Sorensen believes a lot of shame is still attached to sex addiction: “Most of the people who sit in front of me with it – many of them regular people trying to go about their lives – feel a huge amount of shame. The consequences I see include marriage breakdowns, debt and losing jobs. It can also escalate into substance abuse and addiction as a way of medicating, suicide attempts and depression. They know they have a problem, and they want to get help.”
But how do you unpick the thorny issue of whether sex addiction can also be used as a reason to excuse bad behaviour? “Take Tiger Woods, for example,” says Sorensen. “He went to treatment and talked about feeling ashamed of his behaviour.”
And then, he says, you have Harvey Weinstein, the 71-year-old disgraced film producer who was convicted of rape and sexual assault in 2021 and is currently serving a 23-year prison sentence. In 2017, when he was first accused of his crimes, he reportedly flew to a rehab centre in Europe to address his sex addiction. The New York Times rlso eported he was treated at the Gentle Path at the Meadows, an hour outside of Arizona, which is an in-patient rehab for men with sex-addiction issues.
Whether Weinstein is a sex addict or not, Sorensen says: “With Weinstein, the violent coercive element [of his crimes] starts looking as much about exerting power and control as it does about sex.

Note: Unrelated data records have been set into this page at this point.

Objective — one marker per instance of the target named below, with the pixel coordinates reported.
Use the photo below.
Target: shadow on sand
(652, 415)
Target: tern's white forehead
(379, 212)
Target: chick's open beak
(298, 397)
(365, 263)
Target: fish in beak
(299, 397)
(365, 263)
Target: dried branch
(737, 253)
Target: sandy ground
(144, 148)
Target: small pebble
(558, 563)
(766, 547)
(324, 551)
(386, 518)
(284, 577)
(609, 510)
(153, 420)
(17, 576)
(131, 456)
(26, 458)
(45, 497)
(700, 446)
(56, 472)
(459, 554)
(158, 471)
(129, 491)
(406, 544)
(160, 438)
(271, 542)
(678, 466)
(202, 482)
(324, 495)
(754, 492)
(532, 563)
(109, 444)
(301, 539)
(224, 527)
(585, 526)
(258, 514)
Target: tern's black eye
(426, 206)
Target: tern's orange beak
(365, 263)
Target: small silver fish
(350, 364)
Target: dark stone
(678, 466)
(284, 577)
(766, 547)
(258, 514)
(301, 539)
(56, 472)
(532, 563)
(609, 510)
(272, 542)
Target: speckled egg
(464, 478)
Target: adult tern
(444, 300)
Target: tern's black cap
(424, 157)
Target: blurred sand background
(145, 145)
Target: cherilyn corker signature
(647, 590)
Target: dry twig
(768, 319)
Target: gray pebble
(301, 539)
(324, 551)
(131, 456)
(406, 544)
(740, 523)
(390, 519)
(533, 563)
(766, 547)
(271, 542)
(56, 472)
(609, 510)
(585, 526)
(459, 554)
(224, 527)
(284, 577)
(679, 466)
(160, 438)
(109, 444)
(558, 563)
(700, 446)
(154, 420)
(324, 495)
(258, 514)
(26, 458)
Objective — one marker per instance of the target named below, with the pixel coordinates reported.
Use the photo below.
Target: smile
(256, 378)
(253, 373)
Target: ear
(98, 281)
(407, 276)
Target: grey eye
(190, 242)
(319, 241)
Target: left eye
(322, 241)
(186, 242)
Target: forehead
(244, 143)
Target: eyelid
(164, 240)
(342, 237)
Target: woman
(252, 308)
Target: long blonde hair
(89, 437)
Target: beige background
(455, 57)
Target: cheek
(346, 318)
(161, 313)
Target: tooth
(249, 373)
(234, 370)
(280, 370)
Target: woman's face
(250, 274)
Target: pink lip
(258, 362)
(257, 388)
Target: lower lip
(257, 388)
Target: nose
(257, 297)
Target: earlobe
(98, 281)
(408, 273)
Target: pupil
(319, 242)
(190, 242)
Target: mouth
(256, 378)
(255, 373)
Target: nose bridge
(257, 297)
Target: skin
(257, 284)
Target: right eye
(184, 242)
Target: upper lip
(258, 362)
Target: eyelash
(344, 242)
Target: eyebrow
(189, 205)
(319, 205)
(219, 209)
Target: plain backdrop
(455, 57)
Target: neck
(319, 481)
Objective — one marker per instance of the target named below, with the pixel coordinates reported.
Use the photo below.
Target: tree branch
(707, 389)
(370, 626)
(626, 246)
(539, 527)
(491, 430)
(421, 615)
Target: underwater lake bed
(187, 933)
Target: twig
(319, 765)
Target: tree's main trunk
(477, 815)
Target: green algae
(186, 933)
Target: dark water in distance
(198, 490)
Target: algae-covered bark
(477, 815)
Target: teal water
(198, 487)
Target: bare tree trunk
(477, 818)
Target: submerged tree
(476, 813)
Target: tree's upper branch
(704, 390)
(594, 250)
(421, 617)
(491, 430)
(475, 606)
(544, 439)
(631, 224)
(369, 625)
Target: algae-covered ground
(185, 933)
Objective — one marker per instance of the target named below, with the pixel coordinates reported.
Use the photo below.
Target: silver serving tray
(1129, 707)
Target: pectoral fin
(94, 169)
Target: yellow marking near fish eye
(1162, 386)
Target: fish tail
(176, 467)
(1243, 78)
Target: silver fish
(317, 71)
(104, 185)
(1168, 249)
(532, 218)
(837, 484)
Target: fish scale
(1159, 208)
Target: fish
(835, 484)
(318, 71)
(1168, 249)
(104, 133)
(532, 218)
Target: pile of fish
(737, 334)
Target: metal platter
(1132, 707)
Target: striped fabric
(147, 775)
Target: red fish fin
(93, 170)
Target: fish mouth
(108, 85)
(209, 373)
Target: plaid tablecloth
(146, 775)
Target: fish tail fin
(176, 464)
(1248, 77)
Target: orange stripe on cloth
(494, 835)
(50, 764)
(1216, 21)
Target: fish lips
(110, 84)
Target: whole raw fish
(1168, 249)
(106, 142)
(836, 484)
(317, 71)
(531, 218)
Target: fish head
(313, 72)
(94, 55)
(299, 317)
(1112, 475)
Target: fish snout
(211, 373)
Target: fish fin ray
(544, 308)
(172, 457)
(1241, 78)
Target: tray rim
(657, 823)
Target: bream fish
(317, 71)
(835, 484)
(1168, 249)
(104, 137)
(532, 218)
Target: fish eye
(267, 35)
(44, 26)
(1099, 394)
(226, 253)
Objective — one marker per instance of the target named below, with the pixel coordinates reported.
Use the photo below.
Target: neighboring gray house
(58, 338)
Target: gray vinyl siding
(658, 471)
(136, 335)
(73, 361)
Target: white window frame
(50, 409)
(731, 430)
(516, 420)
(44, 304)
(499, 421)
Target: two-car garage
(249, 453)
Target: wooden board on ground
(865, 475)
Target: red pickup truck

There didn’t seem to be any sense of remorse or self-reflection on his part.
“For some people you can tell they feel no remorse for their behaviour, and from a clinical point of view those people are very difficult to treat. Usually there is shame around sexual addiction, but Weinstein was in a different category.
“When people become famous, rich and powerful, whether they have an addiction or not, they have more opportunity than most and they often don’t get called out for their behaviour. But regardless of whether you have a sex addiction or not, you’re always fully accountable for your actions.”